Saya memiliki seorang kawan yang telah bekerja selama 5 tahun dan memilih untuk resign dari perusahaan. Alasannya? Ia merasa tersingkir oleh rekan-rekannya dikantor yang menerapkan politik kotor (menjilat, aji mumpung, kolusi, cari muka, memfitnah, dsj) untuk mengamankan posisi atau meraih jabatan. Kawan saya ini akhirnya memilih berwirausaha dengan jalan berdagang.
Dengan bangganya ia berseloroh kalau sekarang telah menjadi insan yang merdeka. Jauh dari tekanan atasan, lepas dari kebusukan politik kantor dan jauh dari kemunafikan. Barangkali ia memang benar, tapi tidak 100% benar. Saya lihat bisnis yang dilakoninya tidak berkembang dengan baik meski telah mengklaim telah menjadi insan merdeka. Penyebabnya saya pikir sederhana : ia masih menggunakan mindset yang lama sebagai pekerja dalam berwirausaha. Ia tetap menjadi pribadi yang suka mengeluh dan separuh hati. Bahkan dalam hal beribadah mendekat kepada Al-Khalik ia juga masih separuh hati. Semestinya mindset lama tersebut ia buang jauh-jauh saat memutuskan menjadi pengusaha.
Kalau membahas masalah politik, mayoritas orang cenderung mengasosiasikan dengan bahasan bertema perebutan kursi kekuasaan, strategi menghalalkan segala cara hingga persoalan parpol. Okelah, itu memang kecenderungan yang terjadi. Tapi dalam wilayah yang sederhana, pandangan tentang politik telah menjangkau seluruh lini kehidupan kita. Sebab politik mendapatkan definisi/tempatnya yaitu sebagai cara maupun strategi untuk meraih sesuatu. Nah, cara/strategi itu seharusnya terbingkai dalam koridor kebaikan.
Politik muncul karena adanya interest (kepentingan). Begitu terdapat kepentingan dari seorang
nama kepentingan dan demi kepentingan pribadinya melakukan berbagai perilaku anggota organisasi/institusi/perusahaan maka perilaku organisasi/institusi/perusahaanpu akan dihiasi oleh dimensi politik.
Dalam dunia kantoran kita mengenal ada dua jenis politik yang muncul. Yang pertama disebut Politik Labil. Sedangkan satunya lagi disebut Politik Stabil.
Politik Labil adalah jika seseorang atas kerja yang cenderung tidak etis, keluar dari norma dan merugikan orang lain. Cirinya sebagai berikut :
a. Prioritas : Kepentingan pribadi diletakkan diatas kepentingan organisasi/perusahaan.
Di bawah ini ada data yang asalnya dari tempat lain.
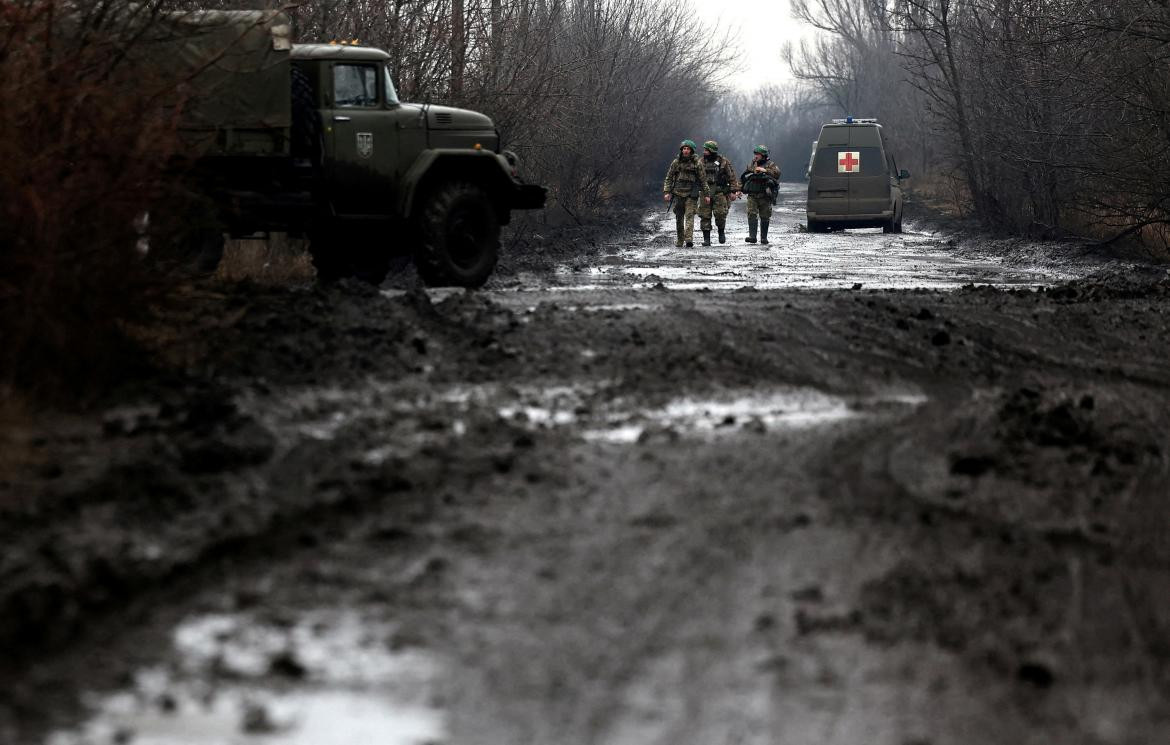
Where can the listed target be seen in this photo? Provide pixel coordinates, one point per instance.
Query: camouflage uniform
(759, 188)
(687, 181)
(723, 183)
b. Metode : Cara yang dipakai tidak santun dan tidak profesional. Misal : Memfitnah rekan kerja, menjilat atasan, cari muka, ngrasani/menggunjing, mengandalkan ‘gerbong’, membentuk Barisan Sakit Hati, menyalahkan atau “menyikut” rekan kerja, dsb.
Seringkali mereka yang menggunakan Politik Labil ini terlihat sukses dan berhasil meraih apa yang diinginkan. Namun percayalah kalau kesemuanya itu bersifat semu dan jauh dari predikat mulia. Seperti mendirikan istana menggunakan pasir dan kotoran binatang : rapuh dan berbau.
Sebab Politik Labil cenderung memakai “akses”, “cantolan”, “backing” atau apapun namanya sebagai ‘sosok’ yang diandalkan. Sosok tersebut biasanya adalah mereka yang berada dalam lingkaran pemegang kekuasaan dan decision maker dalam organisasi/perusahaan (bisa atasan langsung, kolega yang dekat dengan pimpinan, pejabat pemerintahan, saudara dari pemilik perusahaan, dll).
Anda bisa saja selicin belut dan selicik musang dalam menerapkan Politik Labil, namun camkanlah bahwa ketergantungan pada “orang-orang” diatas sebagai akses/backup tidaklah abadi dan bisa mendadak lenyap bila mereka tiba-tiba berubah sikap atau kehilangan kekuasaan. Disamping itu pola Politik Labil akan mudah ketahuan “boroknya” karena dalam perilaku korporasi bisnis modern dewasa ini organisasi/perusahaan mulai obyektif menilai dan menimbang anggota/karyawannya semurni mungkin berdasarkan kontribusi kinerja (KPI, copy-coaching,dsj). Jadi lupakanlah untuk menjadi “politisi kantor” yang menerapkan Politik Labil. Itu akan menyengsarakan Anda.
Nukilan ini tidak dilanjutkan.